After incubation, each specimen was gently rinsed using PBS to remove unadhered bacteria from the surface. Thereafter, the remaining adherent bacteria were stained with 1% crystal violet solution for 10 min, washed gently with PBS and destained using 400 μL of a destaining solution (a mixture of 80% ethanol and 20% acetone). The absorbance of each solution was then measured using a microplate spectrophotometer (Epoch 2, BioTek, Winooski, VT, USA) at 590 nm. The absorbance values were calculated per unit area of each disc.

Silver solutions were prepared with commercially available silver nanoparticles (ENB KOREA Co., LTD.) in PBS at concentrations of 0.00001, 0.0001, 0.01 and 0.1 wt%. After sterilizing 5 mL of the prepared silver solutions at 121 °C for 15 min, S. gordonii, F. nucleatum and P. gingivalis were cultured in the solutions. The absorbance of each bacterial suspension was measured over time.

Human gingival fibroblasts and mouse preosteoblasts were cultured on the silver-coated and uncoated discs, and the cellular proliferation was evaluated using a 3-[4,5-dimethyl-thiazol-2-yl]-2,5-diphenyl-tetrazolium bromide (MTT) kit (TOX-1, Sigma-Aldrich, St. Louis, MO, USA). The specimens were sterilized by ethylene oxide and placed in 12-well plates. Human gingival fibroblasts (HGFs; PCS-201-018, ATCC, Manassas, VA, USA) cultured in fibroblast basal medium (PCS-201-030, ATCC, Manassas, VA, USA) using growth kit-low serum (PCS-201-041, ATCC, Manassas, VA, USA) were collected and seeded onto the specimens at a density of 105 cells/mL. After 24 h of incubation, the medium was replaced with another freshly prepared medium containing MTT in each well, and the 12-well plates were incubated at 37 °C for 4 h. After removing the medium containing MTT in each well, an MTT solubilization solution was added, and the absorbance at 570 nm was measured using a microplate reader (Epoch 2, BioTek). The background absorbance at 690 nm was also measured and subtracted from the 570 nm measurement values.

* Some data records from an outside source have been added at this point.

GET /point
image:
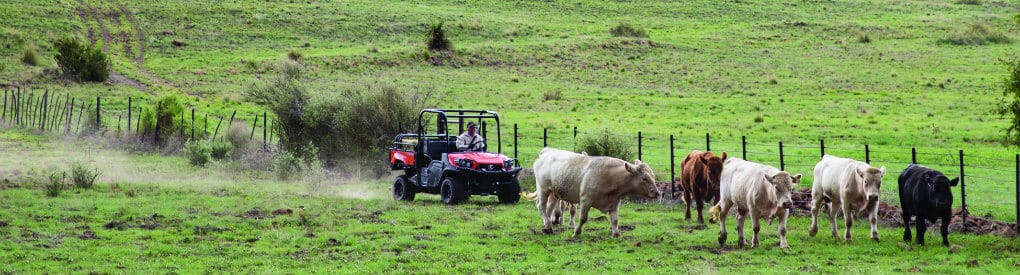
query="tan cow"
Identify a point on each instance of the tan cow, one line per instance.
(758, 190)
(850, 185)
(598, 182)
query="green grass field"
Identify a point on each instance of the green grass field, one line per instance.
(852, 72)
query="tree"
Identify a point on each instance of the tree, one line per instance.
(1011, 100)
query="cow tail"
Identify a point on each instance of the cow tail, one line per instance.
(714, 213)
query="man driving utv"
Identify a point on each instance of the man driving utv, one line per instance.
(470, 141)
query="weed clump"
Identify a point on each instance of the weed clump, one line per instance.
(82, 176)
(437, 39)
(29, 56)
(624, 30)
(56, 183)
(606, 144)
(82, 61)
(976, 34)
(197, 153)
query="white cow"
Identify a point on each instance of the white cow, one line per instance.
(850, 185)
(590, 181)
(756, 189)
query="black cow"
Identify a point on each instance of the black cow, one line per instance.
(925, 194)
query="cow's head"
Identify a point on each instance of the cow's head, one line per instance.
(938, 189)
(714, 165)
(784, 184)
(872, 181)
(643, 179)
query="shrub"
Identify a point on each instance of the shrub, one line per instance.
(220, 150)
(197, 152)
(82, 61)
(438, 40)
(976, 34)
(286, 165)
(1011, 100)
(295, 55)
(624, 30)
(606, 144)
(56, 183)
(29, 56)
(82, 176)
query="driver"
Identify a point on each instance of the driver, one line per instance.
(470, 141)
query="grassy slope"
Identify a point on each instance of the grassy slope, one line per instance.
(356, 228)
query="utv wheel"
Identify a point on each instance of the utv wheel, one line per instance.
(452, 190)
(510, 194)
(402, 189)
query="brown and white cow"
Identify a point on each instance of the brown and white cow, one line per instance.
(700, 180)
(757, 190)
(598, 182)
(846, 184)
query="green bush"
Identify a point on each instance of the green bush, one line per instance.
(220, 150)
(624, 30)
(438, 40)
(976, 34)
(606, 144)
(197, 152)
(82, 61)
(286, 165)
(82, 176)
(29, 56)
(56, 183)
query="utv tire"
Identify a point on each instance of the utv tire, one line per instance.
(452, 190)
(509, 194)
(402, 189)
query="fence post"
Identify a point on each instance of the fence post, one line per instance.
(99, 121)
(822, 145)
(672, 170)
(515, 145)
(744, 147)
(545, 138)
(963, 191)
(782, 162)
(867, 154)
(639, 145)
(708, 143)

Mouse preosteoblast cells (MC3T3-E1, ATCC, Manassas, VA, USA) cultured in α-minimal essential medium containing 10% fetal bovine serum and 1% penicillin/streptomycin were also seeded on the sterilized specimens in the 12-well plates. After 4 and 7 days of culture, MTT assays were performed as described above. The negative controls were prepared by culturing the cells without specimens and the absorbance values were expressed as a percentage of the controls.

The Shapiro–Wilk test was used to assess the normality of variables and the Levene’s test was performed to assess the equality of variances. Since the results showed non-normal distribution of the measurement values, the comparison of the biofilm formation and cell proliferation between silver-coated and uncoated surfaces of each material was carried out using the Mann–Whitney U test. Version 26.0 of the IBM SPSS Statistics (IBM Corp., Armonk, NY, USA) software was used for all statistical analyses, and the level of significance was set at 0.05.